Middlebury Convalescent Home was fined $6,120 after a resident fell several times, including one time that caused a head injury.
The resident, who was identified as being a fall risk, was found sitting on the floor beside the bed on April 26, 2019. The resident wasn’t injured in that fall but staff were directed to add non-skid strips to the floor beside the bed to prevent similar incidents, according to DPH. The resident fell two more times, including on May 4, when the resident was found on the same area of the floor and suffered a head laceration that required 10 staples at a hospital.
According to the citation, staff didn’t apply the non-skid strips to the floor until May 8. A maintenance supervisor said the strips weren’t applied sooner because there were not enough materials available to complete the job.
“For 58 years, our facility has considered resident safety our utmost priority. We have appealed the state’s finding in this situation and maintain our stance of disagreement with their judgment,” the facility said in a statement. “We have had many stellar surveys in the past and expect this situation to be an anomaly not to be repeated.”
Grove Manor Nursing Home in Waterbury was fined $3,060 after a resident was hurt while being moved by staff.
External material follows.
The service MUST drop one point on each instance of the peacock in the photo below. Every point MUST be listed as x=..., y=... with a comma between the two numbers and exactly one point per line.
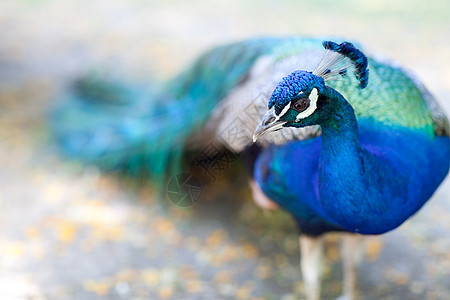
x=340, y=150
On April 24, 2019, two nurse aides were transferring a resident from a bed to a wheelchair with a Hoyer lift when the resident’s right leg got caught behind a leg rest on the wheelchair. According to the citation, wheelchair leg rests should have been removed prior to the transfer, but the nurse aides didn’t remove them because the resident was agitated and they tried to transfer the resident quickly.
The resident was taken to a hospital and diagnosed with a right leg fracture. Investigators found the facility’s Hoyer lift transfer policy didn’t say wheelchair leg rests should be removed prior to transfers, which it should have, according to DPH. Following the incident, all staff were re-educated on how to properly transfer residents with a Hoyer lift.
Officials at Village Crest, Watertown Convalarium and Grove Manor did not return a call seeking comment.